Fnip1 interaction inhibits AMPK activity and subsequently, as seen in this paper, a loss of Fnip1 results in increased phosphorylation of AMPK and increased levels of downstream pathway components, such as PGC1α, as detected by qPCR and western blot. This suggests that perturbed Fnip1 activity, as seen with FLCN loss, results in an increase in basal AMPK activity which in turn leads to changes in PGC1α expression and activity.

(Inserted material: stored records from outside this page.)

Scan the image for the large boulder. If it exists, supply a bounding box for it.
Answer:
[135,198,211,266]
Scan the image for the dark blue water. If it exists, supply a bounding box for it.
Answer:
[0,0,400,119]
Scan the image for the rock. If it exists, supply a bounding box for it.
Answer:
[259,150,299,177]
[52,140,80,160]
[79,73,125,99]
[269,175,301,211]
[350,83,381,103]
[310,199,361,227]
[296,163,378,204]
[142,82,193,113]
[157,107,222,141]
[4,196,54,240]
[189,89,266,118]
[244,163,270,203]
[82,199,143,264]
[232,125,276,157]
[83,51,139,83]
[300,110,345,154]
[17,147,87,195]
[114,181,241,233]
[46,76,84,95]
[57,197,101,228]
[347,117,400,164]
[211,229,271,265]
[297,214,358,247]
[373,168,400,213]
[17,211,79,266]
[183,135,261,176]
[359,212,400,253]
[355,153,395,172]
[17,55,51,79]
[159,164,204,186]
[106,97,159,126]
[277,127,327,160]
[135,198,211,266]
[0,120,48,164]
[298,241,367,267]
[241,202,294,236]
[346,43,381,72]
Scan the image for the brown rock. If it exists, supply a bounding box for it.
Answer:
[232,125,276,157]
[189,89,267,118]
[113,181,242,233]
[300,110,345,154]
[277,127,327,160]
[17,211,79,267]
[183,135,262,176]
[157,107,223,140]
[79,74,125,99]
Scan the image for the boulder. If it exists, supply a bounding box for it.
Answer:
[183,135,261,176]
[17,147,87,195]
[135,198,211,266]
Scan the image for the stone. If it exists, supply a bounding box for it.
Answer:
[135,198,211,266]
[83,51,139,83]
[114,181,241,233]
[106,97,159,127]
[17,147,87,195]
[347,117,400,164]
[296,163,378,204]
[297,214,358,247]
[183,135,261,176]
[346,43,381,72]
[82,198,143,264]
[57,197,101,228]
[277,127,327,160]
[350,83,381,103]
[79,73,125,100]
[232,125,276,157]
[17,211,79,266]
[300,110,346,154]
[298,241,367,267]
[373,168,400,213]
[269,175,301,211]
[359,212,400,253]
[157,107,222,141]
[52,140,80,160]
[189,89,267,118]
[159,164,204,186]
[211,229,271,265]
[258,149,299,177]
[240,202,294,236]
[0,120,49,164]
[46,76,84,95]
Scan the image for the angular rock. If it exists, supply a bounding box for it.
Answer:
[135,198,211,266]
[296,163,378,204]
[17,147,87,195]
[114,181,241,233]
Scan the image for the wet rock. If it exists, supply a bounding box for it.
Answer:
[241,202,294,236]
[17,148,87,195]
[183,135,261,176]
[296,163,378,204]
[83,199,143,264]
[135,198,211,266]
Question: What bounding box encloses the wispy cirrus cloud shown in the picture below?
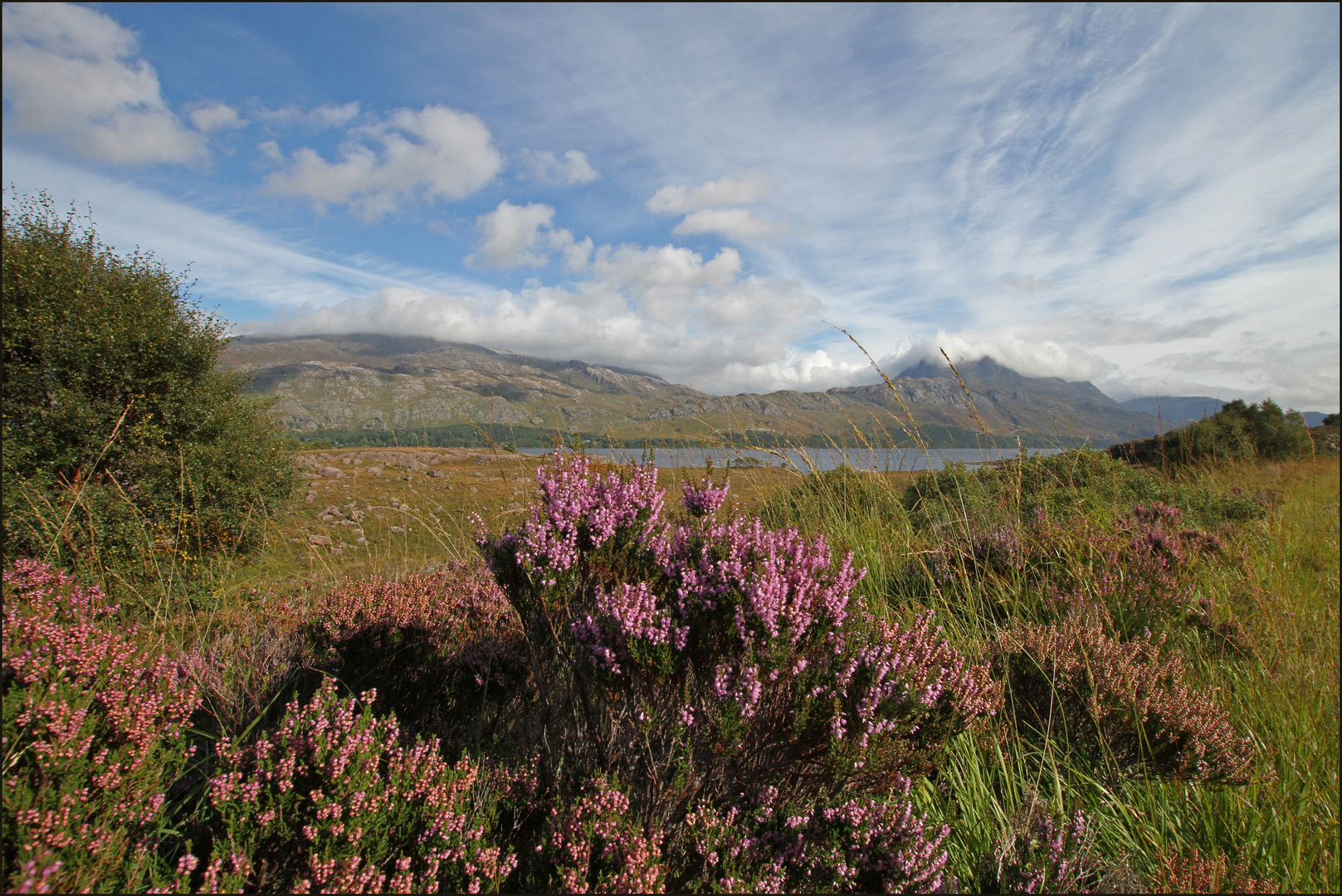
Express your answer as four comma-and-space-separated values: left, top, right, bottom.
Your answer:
2, 2, 207, 165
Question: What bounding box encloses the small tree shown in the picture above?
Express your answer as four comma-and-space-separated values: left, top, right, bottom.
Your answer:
0, 193, 296, 595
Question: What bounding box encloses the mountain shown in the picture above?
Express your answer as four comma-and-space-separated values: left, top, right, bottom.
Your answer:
1123, 396, 1327, 429
220, 333, 1159, 446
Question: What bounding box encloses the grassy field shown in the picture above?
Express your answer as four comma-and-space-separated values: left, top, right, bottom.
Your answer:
196, 450, 1342, 892
7, 448, 1342, 892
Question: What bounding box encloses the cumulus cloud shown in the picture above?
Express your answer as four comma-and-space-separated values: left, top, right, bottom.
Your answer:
520, 149, 601, 187
647, 174, 774, 215
243, 229, 837, 392
187, 103, 247, 134
466, 200, 592, 270
2, 2, 205, 165
671, 208, 790, 240
881, 330, 1116, 382
266, 106, 503, 222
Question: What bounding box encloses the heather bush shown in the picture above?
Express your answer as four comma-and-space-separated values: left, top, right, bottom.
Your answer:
313, 558, 526, 750
934, 503, 1221, 637
997, 618, 1253, 783
168, 680, 525, 892
678, 778, 954, 894
2, 559, 198, 892
541, 778, 666, 894
481, 456, 1000, 853
977, 793, 1100, 894
1154, 849, 1281, 894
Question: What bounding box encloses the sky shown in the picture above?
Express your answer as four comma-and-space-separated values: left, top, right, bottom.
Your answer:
2, 2, 1340, 411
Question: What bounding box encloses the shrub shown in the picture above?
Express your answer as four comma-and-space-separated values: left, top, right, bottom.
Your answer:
681, 778, 953, 894
314, 558, 526, 750
542, 778, 666, 894
481, 456, 1000, 830
177, 680, 517, 894
997, 618, 1253, 783
0, 187, 296, 585
978, 793, 1100, 894
2, 559, 198, 892
1110, 398, 1314, 467
1155, 849, 1281, 894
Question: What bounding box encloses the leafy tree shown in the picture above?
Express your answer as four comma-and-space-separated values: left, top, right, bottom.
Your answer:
0, 193, 296, 587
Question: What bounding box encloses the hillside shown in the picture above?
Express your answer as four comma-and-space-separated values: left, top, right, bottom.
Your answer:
220, 334, 1158, 446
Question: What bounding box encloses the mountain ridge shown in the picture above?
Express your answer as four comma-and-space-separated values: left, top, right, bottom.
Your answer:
220, 333, 1159, 446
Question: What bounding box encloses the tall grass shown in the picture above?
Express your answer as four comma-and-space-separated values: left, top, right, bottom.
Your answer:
4, 386, 1342, 892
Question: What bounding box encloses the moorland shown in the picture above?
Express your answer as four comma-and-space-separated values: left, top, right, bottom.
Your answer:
0, 197, 1342, 892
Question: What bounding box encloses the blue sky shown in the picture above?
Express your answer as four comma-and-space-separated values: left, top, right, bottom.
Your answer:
4, 4, 1340, 411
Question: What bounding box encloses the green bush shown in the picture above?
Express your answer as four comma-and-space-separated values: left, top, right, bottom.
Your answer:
0, 193, 296, 587
1110, 398, 1315, 468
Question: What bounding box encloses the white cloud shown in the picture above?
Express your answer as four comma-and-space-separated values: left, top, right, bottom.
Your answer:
2, 2, 205, 165
4, 145, 494, 309
520, 149, 600, 187
881, 330, 1115, 382
188, 103, 247, 134
243, 273, 837, 393
647, 174, 774, 215
266, 106, 503, 222
466, 200, 592, 271
671, 208, 792, 240
467, 200, 560, 268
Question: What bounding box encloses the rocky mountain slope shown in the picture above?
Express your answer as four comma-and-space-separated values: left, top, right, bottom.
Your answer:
220, 334, 1158, 446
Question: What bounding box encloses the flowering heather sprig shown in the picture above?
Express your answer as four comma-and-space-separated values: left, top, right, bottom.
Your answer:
979, 793, 1099, 894
681, 478, 731, 518
828, 611, 1001, 747
181, 679, 517, 892
4, 559, 198, 892
686, 778, 950, 894
485, 455, 1000, 818
997, 620, 1253, 783
478, 453, 666, 585
537, 778, 666, 894
1154, 849, 1281, 894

Fnip1-/- PGC1a-/- double null mice show a reduction in aberrant muscle specification, suggesting that the muscle fibre specification changes seen in the Fnip1-/- mice are dependent on PGC1α induction and as such the authors conclude that PGC1α is an essential mediator of fibre specification. Although the exact connection between Fnip1 loss and an increase in PGC1α activity is not fully understood it is likely to be mediated by AMPK activity. The authors suggest that under normal conditions Flcn and Fnip1 work as a complex to inhibit AMPK thereby reducing PGC1α expression and oxidative metabolism.
Although AMPK activation has been reported, via activation of TSC, which inhibits mTOR activity, thereby minimising ATP consumption and cell growth (Gowans et al. 2014), the Fnip1-/- muscle showed an increase in mTOR activity. The changes in mTOR activity were determined not to play a role in muscle fibre specification but may indicate a novel role for Fnip1 in coupling AMPK to mTOR. It is also possible that the increase in intracellular ATP has, through a negative feedback loop, resulted in AMPK inactivation thereby disrupting mTOR regulation as suggested previously in cardiac hypertrophy associated with a loss of FLCN (Hasumi et al 2014).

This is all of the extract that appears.